During the pregame revelries at Ohio Stadium, Hanning left behind his cheerleading squad and rushed to the opposite corner of the “Horseshoe.” There, he found Brutus Buckeye.

“Then the band started playing and I was like, ‘This is the whole reason I wanted to be the mascot, there’s no way I’m not going to do it,’” Hanning said. “And I just started running.”

Hanning, as was much publicized at the time by news outlets such as ESPN and Deadspin, tackled Brutus and landed a few punches on the mascot, before security escorted him off the field.

“(Security) took me to the breakroom,” he continued, “And a lot of the other bigwigs at Ohio State were in the breakroom, and they were like, ‘What was going on out there?’ and I was like, ‘I punched Brutus.’ ”

For Hanning, that was always the impetus for donning Rufus’ head.

“I thought about it in high school because my senior year in 2009, Ohio played Ohio State that year ... and I just thought how awesome would it be if Rufus beat up Brutus,” Hanning said. “Even through how much I didn’t like (being the mascot), I kept doing it, so I could beat up Brutus.”

Per Hanning, the OSU student who wore the Brutus costume had a similar level of dedication, albeit in an almost equal and opposite fashion.

“One of the big things why I never got in trouble because the other guy loved being a mascot so much he wouldn’t reveal his identity so he couldn’t press charges,” Hanning said. “He wouldn’t have been allowed to be Brutus anymore.”

At the time, Hanning said he had already dropped out of OU and was enrolled in Hocking College. OU requested he never again attend a Bobcat sporting event.

Today, the athletic department has a process to avoid something like that happening again, Bolon said.
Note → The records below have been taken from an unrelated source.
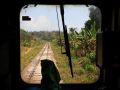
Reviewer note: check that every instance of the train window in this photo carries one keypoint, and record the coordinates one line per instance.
(42, 37)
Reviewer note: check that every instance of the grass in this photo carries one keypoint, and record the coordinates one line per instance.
(28, 53)
(89, 74)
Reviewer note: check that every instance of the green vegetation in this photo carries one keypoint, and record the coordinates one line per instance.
(30, 46)
(83, 52)
(84, 71)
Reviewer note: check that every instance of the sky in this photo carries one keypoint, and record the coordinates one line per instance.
(44, 17)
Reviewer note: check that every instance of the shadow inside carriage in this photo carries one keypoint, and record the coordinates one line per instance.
(50, 76)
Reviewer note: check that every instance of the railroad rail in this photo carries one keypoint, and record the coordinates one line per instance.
(32, 73)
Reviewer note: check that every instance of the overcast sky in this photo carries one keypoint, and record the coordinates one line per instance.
(44, 17)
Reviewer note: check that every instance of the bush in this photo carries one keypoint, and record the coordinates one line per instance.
(89, 67)
(85, 60)
(92, 56)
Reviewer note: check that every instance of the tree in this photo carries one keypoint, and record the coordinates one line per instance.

Anyone trying out for Rufus now must undergo an Ohio University Police Department background check and wear the suit in trial runs at some sporting events before officially being included in the stable of mascots, Bolon said.

Nowadays, Rufus spends almost as much time on the field or court as he does off, attending reading events at schools around Athens with athletes and helping to promote OU functions.

One thing that will never change, no matter the costume: Rufus will be there on game day to cheer on Ohio against Mid-American rival Miami, just like his ancestor did 55 years ago. Only now, he rides on a Harley.